Due to longstanding government restrictions on the teaching of Christianity (since the arrival of Jesuit missionaries in the 16th century) and the need to learn Japanese, Liggins' and Williams' religious duties were initially limited to ministering to American and British residents of the Nagasaki foreign settlement, as well as to visiting sailors. However, they could also serve as interpreters, as well as teach English. Rev. Liggins compiled a Japanese-English phrasebook before ill-health forced his departure in February 1860.[7] A medical missionary, Ernest Schmid, arrived, but ill-health also forced his departure; and a missionary teacher, Jeanette Conover, also returned to Shanghai due to Japanese anti-foreigner sentiment in 1863. The American Civil War also complicated matters; by 1864, Williams and a Dutch Reformed pastor were the only Protestant missionaries remaining in Japan. Williams continued his limited duties and began translating the gospels. His first recorded baptism of a Japanese convert, a Kumamoto samurai named Shōmura Sukeuemon, was not until February 1866.[8]

Boone died in 1864, and the first postwar General Convention elected Williams as his successor. He sailed for the U.S., and on October 3, 1866, during a meeting of the Board of Missions in New York City, Williams was consecrated as Missionary Bishop of China and Japan at St. John's Chapel. Presiding Bishop Hopkins led the consecration, joined by Bishops Lee, Johns, Payne, Potter, Whipple and Talbot. Williams remained in the United States that winter, traveling to both northern and southern cities to tell American clergy and people about the missionary fields in China and Japan.[9]

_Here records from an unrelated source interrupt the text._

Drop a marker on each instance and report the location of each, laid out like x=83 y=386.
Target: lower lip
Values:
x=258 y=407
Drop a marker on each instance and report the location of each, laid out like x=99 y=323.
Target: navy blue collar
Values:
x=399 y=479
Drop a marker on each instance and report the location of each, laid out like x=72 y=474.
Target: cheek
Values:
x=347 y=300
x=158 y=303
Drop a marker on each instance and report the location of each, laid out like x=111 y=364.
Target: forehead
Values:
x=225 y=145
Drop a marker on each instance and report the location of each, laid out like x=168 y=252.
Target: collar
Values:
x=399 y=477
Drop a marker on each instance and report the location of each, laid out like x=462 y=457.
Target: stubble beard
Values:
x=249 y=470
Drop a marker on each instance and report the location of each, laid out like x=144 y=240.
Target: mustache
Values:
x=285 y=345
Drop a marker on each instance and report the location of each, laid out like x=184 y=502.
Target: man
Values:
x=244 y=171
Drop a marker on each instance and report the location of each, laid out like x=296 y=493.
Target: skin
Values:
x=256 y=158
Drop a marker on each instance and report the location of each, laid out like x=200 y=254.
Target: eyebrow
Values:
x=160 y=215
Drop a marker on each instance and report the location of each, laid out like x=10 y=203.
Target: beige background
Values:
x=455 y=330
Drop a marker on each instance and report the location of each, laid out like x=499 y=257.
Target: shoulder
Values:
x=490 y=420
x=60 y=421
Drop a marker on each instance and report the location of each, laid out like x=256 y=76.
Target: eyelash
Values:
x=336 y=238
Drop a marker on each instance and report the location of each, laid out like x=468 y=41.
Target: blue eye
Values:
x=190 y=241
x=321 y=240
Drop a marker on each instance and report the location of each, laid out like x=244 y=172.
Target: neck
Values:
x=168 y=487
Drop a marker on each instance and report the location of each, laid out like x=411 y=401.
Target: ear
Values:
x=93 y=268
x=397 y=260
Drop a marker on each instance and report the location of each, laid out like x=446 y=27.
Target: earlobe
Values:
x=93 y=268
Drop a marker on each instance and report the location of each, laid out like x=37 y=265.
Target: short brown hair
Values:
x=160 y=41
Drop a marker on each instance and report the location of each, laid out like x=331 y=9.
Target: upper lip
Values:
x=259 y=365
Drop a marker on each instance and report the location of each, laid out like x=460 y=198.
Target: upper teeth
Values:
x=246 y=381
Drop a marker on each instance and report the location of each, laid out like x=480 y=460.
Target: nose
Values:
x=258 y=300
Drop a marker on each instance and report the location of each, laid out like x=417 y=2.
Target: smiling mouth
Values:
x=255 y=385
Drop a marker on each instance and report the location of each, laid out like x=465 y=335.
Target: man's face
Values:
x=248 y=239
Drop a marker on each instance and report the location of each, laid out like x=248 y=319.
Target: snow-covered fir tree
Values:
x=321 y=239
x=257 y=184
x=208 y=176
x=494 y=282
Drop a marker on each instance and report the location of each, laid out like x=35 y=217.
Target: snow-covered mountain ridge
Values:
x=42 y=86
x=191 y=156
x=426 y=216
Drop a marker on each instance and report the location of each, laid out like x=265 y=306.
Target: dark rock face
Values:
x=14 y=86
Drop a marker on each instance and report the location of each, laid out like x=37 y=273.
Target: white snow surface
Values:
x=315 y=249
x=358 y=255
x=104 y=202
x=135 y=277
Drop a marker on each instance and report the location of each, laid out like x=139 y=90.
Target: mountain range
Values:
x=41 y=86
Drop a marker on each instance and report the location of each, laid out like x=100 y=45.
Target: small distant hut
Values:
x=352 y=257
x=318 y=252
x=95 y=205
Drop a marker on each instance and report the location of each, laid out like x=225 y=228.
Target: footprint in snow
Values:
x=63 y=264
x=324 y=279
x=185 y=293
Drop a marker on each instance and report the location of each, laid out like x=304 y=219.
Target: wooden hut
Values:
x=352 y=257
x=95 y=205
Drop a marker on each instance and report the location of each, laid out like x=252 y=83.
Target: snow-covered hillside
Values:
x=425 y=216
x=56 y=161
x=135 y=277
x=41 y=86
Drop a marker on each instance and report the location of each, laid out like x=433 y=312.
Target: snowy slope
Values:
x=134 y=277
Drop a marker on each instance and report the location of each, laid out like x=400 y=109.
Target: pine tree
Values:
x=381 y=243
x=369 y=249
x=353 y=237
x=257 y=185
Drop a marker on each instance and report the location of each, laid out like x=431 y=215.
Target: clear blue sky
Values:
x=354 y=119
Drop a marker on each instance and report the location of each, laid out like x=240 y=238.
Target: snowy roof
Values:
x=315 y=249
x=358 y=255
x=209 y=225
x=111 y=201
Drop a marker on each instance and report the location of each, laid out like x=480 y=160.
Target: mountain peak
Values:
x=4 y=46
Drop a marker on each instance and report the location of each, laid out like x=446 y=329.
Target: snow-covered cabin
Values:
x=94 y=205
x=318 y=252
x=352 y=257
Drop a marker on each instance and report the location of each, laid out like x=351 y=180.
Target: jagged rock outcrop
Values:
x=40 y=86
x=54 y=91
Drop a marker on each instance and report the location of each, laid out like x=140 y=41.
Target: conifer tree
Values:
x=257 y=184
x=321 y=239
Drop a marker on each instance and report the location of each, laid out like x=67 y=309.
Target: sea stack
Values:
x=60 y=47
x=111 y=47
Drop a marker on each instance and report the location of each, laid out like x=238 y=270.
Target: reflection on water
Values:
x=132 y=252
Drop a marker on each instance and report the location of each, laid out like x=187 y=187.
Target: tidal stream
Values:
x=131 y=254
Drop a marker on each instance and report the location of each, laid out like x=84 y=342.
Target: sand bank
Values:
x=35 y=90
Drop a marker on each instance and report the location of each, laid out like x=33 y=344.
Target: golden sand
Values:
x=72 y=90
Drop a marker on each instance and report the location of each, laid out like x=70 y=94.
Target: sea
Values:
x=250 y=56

Williams returned initially to China, but in 1868 returned to Japan, since he had learned the language and no other Protestant missionaries volunteered for that duty. Although numerous Catholic missionaries continued, the government banished 4000 Japanese Catholic converts to Yezzo island (later renamed Hokkaido) in 1869. Williams settled at Osaka (a 30-hour sail from China) in 1869, and the following spring baptized four more converts.[10][11] Meanwhile, Americans tried diplomatic channels to legalize Christian missionary work. In 1869 two outposts had been established: by the Church Missionary Society in Nagasaki, and the American Mission Board at Yokohama.[12] He visited China in a yearly basis after settling in Tokyo.[13] In May, 1871, Williams finally received assistance, as the Rev. Arthur Morris of New Jersey arrived in Osaka and began learning the language; he progressed enough to open a boys' school the following fall. Also, the Japanese government finally repealed its anti-Christian law in 1872, and allowed banished Christians to return to their villages.[14]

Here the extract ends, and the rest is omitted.